Solving environment: done

## Package Plan ##

  environment location: /opt/conda/envs/DSX-Python35

  added / updated specs: 
    - pandas


The following packages will be downloaded:

    package                    |            build
    ---------------------------|-----------------
    certifi-2018.8.24          |        py35_1001         139 KB  conda-forge
    openssl-1.0.2r             |       h14c3975_0         3.1 MB  conda-forge
    ca-certificates-2019.3.9   |       hecc5488_0         146 KB  conda-forge
    pandas-0.23.4              |   py35hf8a1672_0        27.2 MB  conda-forge
    ------------------------------------------------------------
                                           Total:        30.6 MB

The following packages will be UPDATED:

    ca-certificates: 2019.1.23-0           --> 2019.3.9-hecc5488_0   conda-forge
    certifi:         2018.8.24-py35_1      --> 2018.8.24-py35_1001   conda-forge
    openssl:         1.0.2p-h14c3975_0     --> 1.0.2r-h14c3975_0    

## Data
Our dataset is a list of all the venues in Toronto that we are going to analyze.

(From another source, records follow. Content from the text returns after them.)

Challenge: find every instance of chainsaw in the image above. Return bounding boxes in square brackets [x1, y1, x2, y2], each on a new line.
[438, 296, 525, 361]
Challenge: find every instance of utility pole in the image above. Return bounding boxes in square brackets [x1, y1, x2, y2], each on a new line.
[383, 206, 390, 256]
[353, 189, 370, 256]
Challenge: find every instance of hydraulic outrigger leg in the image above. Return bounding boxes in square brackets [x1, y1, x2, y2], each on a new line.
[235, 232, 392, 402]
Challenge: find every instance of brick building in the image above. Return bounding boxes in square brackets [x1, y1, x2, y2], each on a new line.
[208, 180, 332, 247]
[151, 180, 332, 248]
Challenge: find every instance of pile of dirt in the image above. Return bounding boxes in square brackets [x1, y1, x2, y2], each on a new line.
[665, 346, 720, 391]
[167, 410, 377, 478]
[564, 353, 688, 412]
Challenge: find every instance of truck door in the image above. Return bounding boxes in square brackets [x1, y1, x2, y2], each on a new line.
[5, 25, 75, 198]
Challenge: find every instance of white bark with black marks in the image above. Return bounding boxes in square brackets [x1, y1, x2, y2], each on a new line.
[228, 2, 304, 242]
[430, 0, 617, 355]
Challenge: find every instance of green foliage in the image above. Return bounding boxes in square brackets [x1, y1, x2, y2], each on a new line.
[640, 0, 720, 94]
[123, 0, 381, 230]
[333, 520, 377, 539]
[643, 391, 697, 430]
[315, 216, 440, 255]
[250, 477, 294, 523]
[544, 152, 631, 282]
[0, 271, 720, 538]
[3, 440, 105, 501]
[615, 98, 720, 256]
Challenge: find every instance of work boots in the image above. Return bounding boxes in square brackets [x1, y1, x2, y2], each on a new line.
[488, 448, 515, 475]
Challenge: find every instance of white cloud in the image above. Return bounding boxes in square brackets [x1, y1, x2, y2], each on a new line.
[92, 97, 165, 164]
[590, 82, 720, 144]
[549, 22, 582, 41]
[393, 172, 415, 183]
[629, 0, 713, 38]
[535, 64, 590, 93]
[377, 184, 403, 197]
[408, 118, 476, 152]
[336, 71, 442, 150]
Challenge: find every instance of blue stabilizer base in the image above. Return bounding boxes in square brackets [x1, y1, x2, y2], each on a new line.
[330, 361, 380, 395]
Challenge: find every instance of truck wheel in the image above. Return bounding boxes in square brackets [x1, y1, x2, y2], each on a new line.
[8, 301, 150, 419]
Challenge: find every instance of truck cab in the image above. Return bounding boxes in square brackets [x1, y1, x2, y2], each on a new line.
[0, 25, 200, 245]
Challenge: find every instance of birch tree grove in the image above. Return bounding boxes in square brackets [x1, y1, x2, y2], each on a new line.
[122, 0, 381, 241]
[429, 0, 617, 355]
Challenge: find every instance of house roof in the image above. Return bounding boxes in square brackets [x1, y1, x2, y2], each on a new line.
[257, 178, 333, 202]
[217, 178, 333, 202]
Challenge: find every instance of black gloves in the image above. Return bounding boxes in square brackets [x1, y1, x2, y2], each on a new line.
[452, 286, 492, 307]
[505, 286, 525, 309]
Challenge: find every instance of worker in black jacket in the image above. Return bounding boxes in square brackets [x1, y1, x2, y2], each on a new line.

We scrape Wikipedia for a up to date list of Neighborhood and then we retrieve the coordinates, having a list of neighborhoods with their coordinates, we are going to extract venues using data from Foursquare. 

It is we this data we are going to and determine the neighborhoods that are most likely to support our client's business.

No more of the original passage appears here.